On the benefits of learning to move your body, instead of just moving things

Most gyms have an overabundance of overused machines.

These machines even have fancy little images, allowing you to figure them out on the spot.

This is actually one of the problems; they’re way too easy to use.

This article will cover:

-      Two glaring problems with machine – aka, isolation – training

-      The three zones of learning

-      How different types of physical activities deliver very different outcomes

-      Why functionality should be a priority


Isolation training is far too specialised

Isolation exercises aren’t inherently useless. They are commonly used for rehabilitation, and bodybuilding.

But that’s pretty much it.

You might be using isolation training for a fat loss goal. I understand the logic here; that you simply want to put on lean mass in order to increase your metabolic rate and blah blah blah. Cool story, bro, you’re still bodybuilding.

In any case, this type of training could be more trouble than it’s worth.

Rehabilitation studies of anterior cruciate ligament (ACL) injuries, suggest that certain isolated movements increase the shearing forces in the knee joint [1-3]. Essentially, isolated movements can cause undue strain on the internal structures of the knee, making them a riskier proposition, not only for individuals trying to rehab their knee injuries, but also for healthy individuals just trying to build their quads.

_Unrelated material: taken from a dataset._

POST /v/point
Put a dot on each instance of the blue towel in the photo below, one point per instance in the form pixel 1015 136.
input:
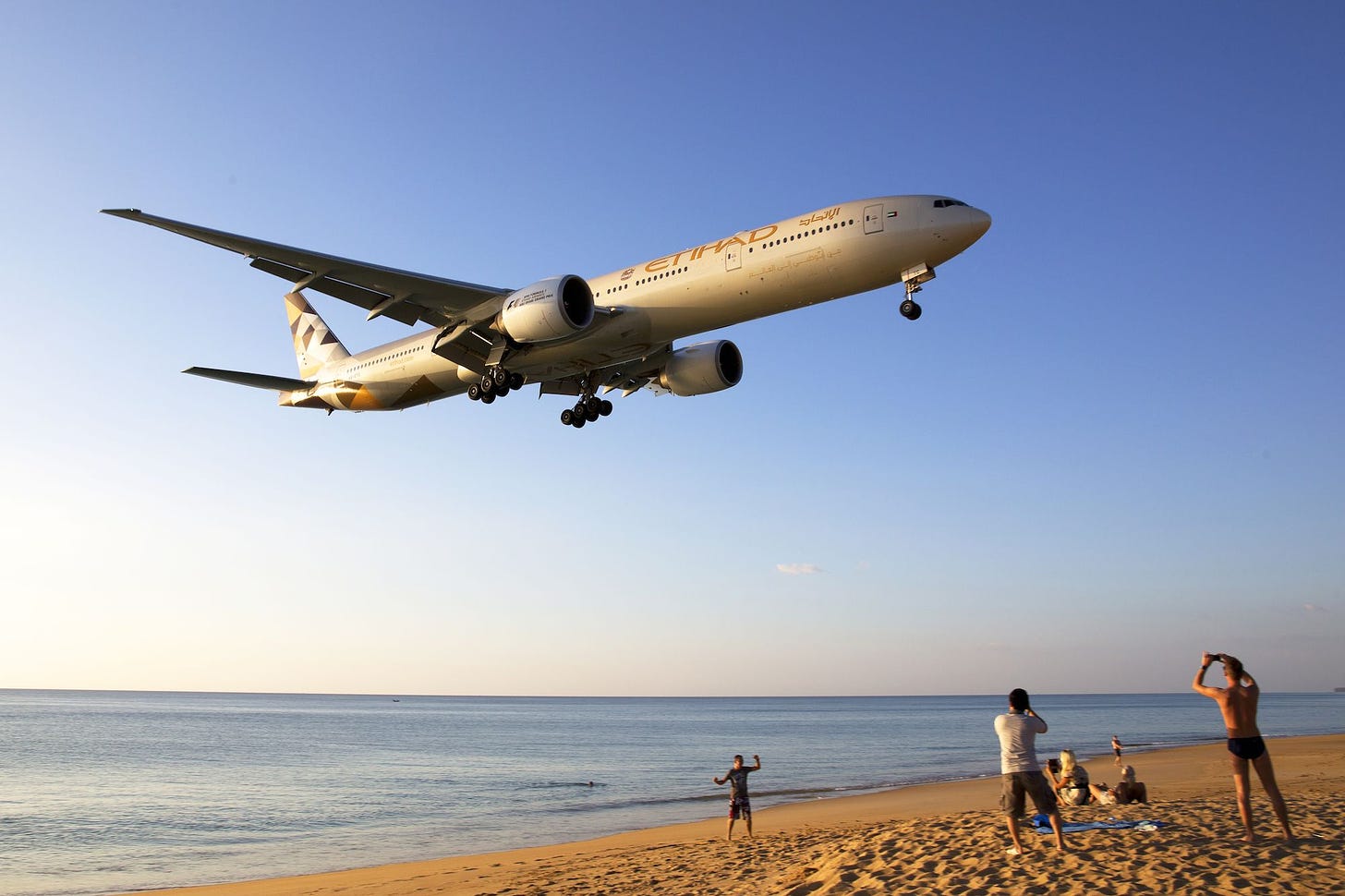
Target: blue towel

This is just one example of many isolated movements you’d be better off avoiding entirely.


Isolation training offers the brain almost zero stimulation

You’re basically just a troll, grunting as you move a stack of weights up and down with the help of a pulley.

Think about this for a second. From day one, you can perform the machine movement with relative ease. Sure, it might be new, but it’s certainly not difficult to perform until you increase the load.

And even then, you hardly need to focus on your technique. Machines are designed this way, so that the amateur user can follow a simple, linear pattern.

Short-term risk of injury is supposedly decreased.

However, long-term risk of injury – and severe boredom – is increased.

The training sessions also then become repetitive workouts.

And if you can sit down and watch TV while you strength train, you’re doing a lot wrong.


Zones of learning

Movement teacher, Ido Portal explains the three distinct zones of learning that one undergoes on the way toward mastery of a movement pattern [4].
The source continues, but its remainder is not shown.